I know we have all written the post. You know which post I am talking about. The post about the terrible things people say to those who are suffering through infertility or loss. There are particular phrases or sayings that cut us all to the quick, and many times we are left wondering how anyone could think that was a helpful, kind, or even acceptable thing to say to someone who is going through what we are enduring. But there is one that really upsets me and makes me angry, although I never really understood why it affects me the way it does.

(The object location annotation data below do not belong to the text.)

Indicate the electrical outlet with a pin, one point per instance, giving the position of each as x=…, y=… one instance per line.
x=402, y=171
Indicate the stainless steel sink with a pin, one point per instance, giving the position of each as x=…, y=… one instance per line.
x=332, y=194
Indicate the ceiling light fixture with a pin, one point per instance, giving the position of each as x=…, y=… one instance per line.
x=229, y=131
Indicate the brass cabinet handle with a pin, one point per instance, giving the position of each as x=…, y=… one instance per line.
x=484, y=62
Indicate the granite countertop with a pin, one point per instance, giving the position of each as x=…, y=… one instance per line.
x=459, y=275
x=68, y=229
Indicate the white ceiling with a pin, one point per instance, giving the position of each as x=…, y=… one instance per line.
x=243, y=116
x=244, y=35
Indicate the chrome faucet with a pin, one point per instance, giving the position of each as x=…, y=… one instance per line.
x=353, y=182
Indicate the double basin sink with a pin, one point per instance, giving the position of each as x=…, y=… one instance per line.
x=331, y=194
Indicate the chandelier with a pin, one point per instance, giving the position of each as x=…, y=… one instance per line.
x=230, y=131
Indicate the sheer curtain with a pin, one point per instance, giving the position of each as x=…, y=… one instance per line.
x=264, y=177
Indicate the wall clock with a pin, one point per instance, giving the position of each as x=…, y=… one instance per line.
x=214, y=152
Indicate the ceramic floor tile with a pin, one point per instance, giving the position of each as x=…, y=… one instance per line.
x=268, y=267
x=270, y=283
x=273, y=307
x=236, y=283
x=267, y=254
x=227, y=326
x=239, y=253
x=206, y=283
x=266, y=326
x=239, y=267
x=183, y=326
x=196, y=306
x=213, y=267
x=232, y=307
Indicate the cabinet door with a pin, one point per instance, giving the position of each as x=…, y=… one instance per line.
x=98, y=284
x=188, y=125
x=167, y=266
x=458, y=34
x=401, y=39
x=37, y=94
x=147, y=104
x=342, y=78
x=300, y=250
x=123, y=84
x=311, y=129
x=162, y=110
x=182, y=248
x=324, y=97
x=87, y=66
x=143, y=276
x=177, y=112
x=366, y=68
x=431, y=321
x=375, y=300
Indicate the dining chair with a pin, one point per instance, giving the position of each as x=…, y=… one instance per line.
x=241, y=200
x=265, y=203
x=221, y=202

Oftentimes, well-meaning people will tell me about their friend, mother, grandmother, sister, cousin, etc. who has had a miscarriage, but now they have healthy children. Sometimes the person is speaking about her own story, telling me about how she was able to get pregnant and carry to term after a loss. You would think that I would find this encouraging, and I would receive hope about how I could potentially be telling the same story down the road. But I think I finally understand why this bothers me so much. Almost every time I tell someone about my losses, I am not looking for hope that I will give birth to a child or encouragement that I will one day be a mother.
I’m already a mother.
When I talk about my miscarriages, I am looking for someone to acknowledge my grief and what I have lost. I want someone to understand that I am not solely mourning the fact that we can’t seem to have children right now. It isn’t only about my fertility issues and whether or not I will carry to term and give birth one day. It is about my children. All three of them. It feels like the whole world wants me to just write them off and try again. Like they don’t count. I don’t care how far along I was–you become a parent the moment that second line appears. I have loved them, prayed for them, talked to them, imagined their futures, made plans. I didn’t get to hold them in my my arms, but I sure as hell held them in my heart. I want people to understand that. How do I make them understand that?